Wright continued, "In taking this important work forward on liquidity risk mismatch issues, leverage in funds, securities lending and operational risks etc it is essential to establish the facts based on good data and analysis. In addition an holistic approach is needed i.e. looking at all parts and behavior of the market including in stressed market conditions — open-ended investment funds but also pension and insurance funds; hedge funds and sovereign wealth funds; and indeed the behavior of ordinary investors. In the policy evaluation process next year existing investment fund laws in different jurisdictions also need to be fully appraised."

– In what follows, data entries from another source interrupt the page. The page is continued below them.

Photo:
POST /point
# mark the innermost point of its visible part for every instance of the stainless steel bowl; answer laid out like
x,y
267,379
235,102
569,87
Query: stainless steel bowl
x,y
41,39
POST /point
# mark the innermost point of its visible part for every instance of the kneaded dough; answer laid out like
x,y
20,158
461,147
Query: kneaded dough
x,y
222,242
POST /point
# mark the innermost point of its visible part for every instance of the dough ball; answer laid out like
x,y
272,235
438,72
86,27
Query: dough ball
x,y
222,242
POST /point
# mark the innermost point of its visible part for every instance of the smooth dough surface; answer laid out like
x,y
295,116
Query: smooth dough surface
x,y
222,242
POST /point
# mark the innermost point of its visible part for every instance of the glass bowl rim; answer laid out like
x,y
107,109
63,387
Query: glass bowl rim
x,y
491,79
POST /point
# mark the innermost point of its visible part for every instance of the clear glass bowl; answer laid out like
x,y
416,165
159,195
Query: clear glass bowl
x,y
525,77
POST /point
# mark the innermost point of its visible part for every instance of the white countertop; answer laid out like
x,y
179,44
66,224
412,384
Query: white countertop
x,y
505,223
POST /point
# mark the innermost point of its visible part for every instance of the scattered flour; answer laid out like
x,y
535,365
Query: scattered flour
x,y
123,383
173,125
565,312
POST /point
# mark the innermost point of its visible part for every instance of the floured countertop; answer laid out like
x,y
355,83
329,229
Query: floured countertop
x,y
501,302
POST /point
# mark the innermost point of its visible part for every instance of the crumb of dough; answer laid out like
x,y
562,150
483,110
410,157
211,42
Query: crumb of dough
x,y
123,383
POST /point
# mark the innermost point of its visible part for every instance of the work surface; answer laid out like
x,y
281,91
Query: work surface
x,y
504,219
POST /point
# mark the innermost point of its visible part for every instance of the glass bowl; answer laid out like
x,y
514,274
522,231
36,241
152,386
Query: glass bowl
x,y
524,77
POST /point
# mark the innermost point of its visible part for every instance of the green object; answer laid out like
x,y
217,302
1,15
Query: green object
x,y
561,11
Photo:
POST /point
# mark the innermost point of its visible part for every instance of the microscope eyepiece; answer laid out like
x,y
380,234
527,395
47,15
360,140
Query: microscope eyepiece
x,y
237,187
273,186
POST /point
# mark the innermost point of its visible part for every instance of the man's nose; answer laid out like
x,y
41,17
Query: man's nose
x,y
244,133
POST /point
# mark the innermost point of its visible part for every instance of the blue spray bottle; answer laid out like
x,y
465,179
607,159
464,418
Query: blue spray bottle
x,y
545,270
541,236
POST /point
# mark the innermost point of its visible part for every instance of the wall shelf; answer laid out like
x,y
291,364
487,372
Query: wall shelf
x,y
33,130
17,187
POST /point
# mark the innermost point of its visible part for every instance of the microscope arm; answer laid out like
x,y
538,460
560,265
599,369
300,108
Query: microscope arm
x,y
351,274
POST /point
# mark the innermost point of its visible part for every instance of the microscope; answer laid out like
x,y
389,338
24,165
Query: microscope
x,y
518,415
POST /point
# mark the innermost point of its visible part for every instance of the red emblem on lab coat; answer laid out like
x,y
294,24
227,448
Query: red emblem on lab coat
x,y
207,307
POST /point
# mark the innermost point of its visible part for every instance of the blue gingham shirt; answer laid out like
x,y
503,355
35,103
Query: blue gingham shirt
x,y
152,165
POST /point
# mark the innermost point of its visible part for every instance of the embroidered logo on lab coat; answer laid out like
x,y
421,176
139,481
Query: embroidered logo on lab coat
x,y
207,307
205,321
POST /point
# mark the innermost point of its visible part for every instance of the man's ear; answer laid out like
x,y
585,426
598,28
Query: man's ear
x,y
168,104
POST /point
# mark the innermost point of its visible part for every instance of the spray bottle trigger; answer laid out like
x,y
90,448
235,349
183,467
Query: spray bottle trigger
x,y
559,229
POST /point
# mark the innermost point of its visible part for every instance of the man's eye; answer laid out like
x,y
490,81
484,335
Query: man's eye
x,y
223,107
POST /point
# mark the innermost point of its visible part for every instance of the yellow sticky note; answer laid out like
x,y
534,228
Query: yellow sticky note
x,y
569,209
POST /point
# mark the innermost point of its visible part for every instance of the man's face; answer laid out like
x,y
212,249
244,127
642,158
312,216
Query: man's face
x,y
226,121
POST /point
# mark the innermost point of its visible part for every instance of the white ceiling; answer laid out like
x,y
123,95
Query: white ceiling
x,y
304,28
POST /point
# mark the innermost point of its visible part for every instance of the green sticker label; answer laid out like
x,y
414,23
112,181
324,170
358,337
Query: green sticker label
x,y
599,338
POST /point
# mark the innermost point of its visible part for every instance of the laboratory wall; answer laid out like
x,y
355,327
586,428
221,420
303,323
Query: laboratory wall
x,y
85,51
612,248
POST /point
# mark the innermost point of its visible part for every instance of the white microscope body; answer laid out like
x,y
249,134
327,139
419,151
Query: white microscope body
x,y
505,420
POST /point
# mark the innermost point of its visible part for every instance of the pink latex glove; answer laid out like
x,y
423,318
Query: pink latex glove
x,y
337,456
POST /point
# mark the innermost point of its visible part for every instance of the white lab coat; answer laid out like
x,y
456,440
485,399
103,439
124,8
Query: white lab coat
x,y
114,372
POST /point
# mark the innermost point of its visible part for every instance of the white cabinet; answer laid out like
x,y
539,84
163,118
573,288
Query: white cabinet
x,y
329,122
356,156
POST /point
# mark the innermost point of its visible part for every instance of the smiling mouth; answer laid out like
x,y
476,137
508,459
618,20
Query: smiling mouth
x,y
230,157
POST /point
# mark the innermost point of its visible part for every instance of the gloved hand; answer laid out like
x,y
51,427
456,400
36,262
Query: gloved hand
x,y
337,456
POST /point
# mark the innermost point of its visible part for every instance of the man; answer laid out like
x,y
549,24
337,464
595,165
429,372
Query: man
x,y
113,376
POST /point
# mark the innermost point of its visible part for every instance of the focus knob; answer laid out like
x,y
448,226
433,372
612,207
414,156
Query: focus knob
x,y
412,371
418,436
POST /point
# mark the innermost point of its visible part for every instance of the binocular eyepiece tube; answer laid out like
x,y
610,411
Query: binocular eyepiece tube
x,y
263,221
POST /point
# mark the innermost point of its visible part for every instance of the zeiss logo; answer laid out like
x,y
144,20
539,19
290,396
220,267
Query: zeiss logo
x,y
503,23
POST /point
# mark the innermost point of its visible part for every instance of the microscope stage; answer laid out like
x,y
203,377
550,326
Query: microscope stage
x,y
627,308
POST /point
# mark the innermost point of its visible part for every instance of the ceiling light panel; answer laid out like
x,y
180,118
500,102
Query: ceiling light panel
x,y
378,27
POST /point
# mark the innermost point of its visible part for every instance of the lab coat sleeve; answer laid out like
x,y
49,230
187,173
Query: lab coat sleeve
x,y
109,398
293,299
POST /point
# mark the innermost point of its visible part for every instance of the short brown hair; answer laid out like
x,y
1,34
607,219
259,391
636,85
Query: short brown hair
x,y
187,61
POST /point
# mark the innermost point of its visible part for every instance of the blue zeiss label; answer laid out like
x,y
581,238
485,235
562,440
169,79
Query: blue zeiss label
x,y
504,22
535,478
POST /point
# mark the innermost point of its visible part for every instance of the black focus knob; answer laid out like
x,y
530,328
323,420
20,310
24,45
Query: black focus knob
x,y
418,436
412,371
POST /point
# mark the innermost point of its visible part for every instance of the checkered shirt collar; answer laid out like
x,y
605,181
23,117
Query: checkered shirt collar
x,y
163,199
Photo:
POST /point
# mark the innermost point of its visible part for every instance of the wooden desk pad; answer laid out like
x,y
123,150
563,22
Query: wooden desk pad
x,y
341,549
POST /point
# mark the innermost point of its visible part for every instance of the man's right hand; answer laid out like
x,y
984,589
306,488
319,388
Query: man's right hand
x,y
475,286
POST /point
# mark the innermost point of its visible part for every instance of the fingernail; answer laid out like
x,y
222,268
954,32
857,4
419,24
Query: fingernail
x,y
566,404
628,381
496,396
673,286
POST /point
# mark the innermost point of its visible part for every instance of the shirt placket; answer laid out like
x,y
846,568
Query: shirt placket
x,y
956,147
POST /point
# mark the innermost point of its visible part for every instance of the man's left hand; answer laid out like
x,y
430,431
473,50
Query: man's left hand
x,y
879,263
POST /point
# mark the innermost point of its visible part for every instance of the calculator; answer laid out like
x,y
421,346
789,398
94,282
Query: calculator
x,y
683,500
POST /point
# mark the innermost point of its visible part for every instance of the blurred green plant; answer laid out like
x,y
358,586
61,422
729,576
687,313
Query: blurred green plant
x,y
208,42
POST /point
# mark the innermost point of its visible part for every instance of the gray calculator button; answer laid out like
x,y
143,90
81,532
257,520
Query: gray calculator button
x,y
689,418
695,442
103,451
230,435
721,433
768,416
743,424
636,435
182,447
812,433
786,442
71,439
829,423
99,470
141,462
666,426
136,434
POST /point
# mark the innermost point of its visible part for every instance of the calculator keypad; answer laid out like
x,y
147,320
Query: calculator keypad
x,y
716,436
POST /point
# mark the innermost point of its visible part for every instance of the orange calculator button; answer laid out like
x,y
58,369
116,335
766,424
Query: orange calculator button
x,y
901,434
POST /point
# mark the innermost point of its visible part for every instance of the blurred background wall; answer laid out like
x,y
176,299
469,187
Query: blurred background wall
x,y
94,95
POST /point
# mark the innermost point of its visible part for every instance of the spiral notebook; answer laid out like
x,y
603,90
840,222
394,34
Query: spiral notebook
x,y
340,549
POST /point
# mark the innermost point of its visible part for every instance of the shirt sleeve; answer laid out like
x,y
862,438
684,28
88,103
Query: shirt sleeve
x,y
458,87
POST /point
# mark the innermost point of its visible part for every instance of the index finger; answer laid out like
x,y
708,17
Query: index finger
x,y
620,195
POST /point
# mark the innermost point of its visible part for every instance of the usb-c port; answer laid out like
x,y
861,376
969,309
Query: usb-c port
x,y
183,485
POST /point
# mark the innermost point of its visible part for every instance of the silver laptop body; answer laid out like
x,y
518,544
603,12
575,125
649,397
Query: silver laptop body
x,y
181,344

Initial work begun in the U.S. in 2013 had focused more closely on the potential designation of individual managers as systemically important, raising the prospect of such firms being subject to increased scrutiny and regulation. A surge of criticism against this approach had led to an open forum in May 2014 where industry participants were invited to respond. Bennett Golub, chief risk officer and founding partner at BlackRock, the world's largest asset manager with $4.5 trillion of assets under management, is reported to have been instrumental in encouraging regulators to consider an activities-based approach during the ongoing consultation process.
Speaking exclusively to CNBC on Saturday, Golub said, "We think that an activities-based approach is the only rational way to address systemic concerns that might be present in products or markets, and policymakers have come to the same view. Asset owners, not asset managers, are the ultimate determining actors. Regulation of the actual activity raising concerns is therefore necessary, regardless of who undertakes it."